4 – Habilitações literárias?

Doutorado em Psicologia Social.

5 – Atividade profissional?

Professor Universitário na Universidade Fernando Pessoa.

6 – Em que medida o local onde viveu ou vive influenciou ou influencia o seu trabalho por referência a fenómenos geográficos (paisagem, rios, montanha, cidade), culturais (linguagem, sotaque, festividades, religião, história) e económicos (meio rural, industrial ou serviços)?[1]

Houve três cidades que me marcaram muito, Lisboa, Porto e Santiago de Compostela, por razões diferentes. Lisboa, pois a minhas primeiras recordações e primeiras amizades remontam de lá; Porto, pois foi a cidade onde nasci e vivi grande parte da minha vida e me fiz homem, onde fiz amizades e amores e comecei a escrever; Santiago, onde me senti em casa sendo estrangeiro durante cerca de dez anos da minha vida (durante o mestrado e doutoramento).

A melancolia do Porto e a luz de Lisboa foram determinantes nas minhas opções literárias e musicais.

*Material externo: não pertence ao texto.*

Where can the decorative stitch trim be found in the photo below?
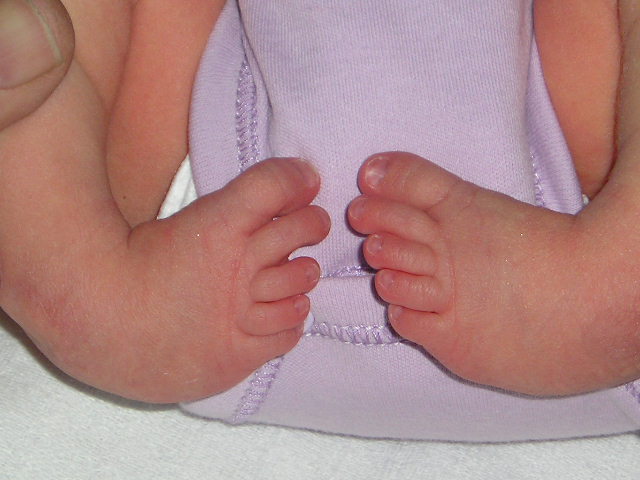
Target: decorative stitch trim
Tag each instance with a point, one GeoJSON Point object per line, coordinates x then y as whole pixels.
{"type": "Point", "coordinates": [248, 154]}
{"type": "Point", "coordinates": [350, 271]}
{"type": "Point", "coordinates": [257, 392]}
{"type": "Point", "coordinates": [633, 390]}
{"type": "Point", "coordinates": [246, 118]}
{"type": "Point", "coordinates": [537, 182]}
{"type": "Point", "coordinates": [361, 335]}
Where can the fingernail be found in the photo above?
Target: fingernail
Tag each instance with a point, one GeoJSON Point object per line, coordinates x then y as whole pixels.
{"type": "Point", "coordinates": [375, 171]}
{"type": "Point", "coordinates": [356, 210]}
{"type": "Point", "coordinates": [28, 47]}
{"type": "Point", "coordinates": [312, 273]}
{"type": "Point", "coordinates": [385, 279]}
{"type": "Point", "coordinates": [374, 244]}
{"type": "Point", "coordinates": [308, 171]}
{"type": "Point", "coordinates": [394, 311]}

A psicologia, veio da cultura francêsa, bebida por mim desde muito cedo na infância e da ambiência depressiva nortenha. Nunca soube muito bem se sou um poeta solar ou lunar. Da luz ou da noite e das névoas.

Há dois rios na minha vida, o Tejo e o Douro e essa proximidade da água foi determinante na estruturação do meu carácter e personalidade. De tal modo que não me imagino a viver longe de água, rio ou mar.

As igrejas do Porto, sobretudo do casco histórico, marcaram em parte a minha primeira religiosidade e a ligação ao transcendente feito pedra de granito. Ainda hoje, no meu agnosticismo angustiado, regresso aos velhos sinos da minha infância: S. Nicolau, S. Francisco, Sé, Grilos, S. João Novo…

7 – Endereço na web/blogosfera para a podermos seguir?

Facebook: José Manuel Soares Martins

Mail: Jsmartin@ufp.edu.pt

[1] A pergunta pressupõe a defesa da teoria do Possibilismo (Geografia Regional ou Determinismo mitigado) de Vidal de La Blache, depois seguida em Portugal por Orlando Ribeiro, de que o meio influência as opções profissionais e artísticas dos naturais desse lugar.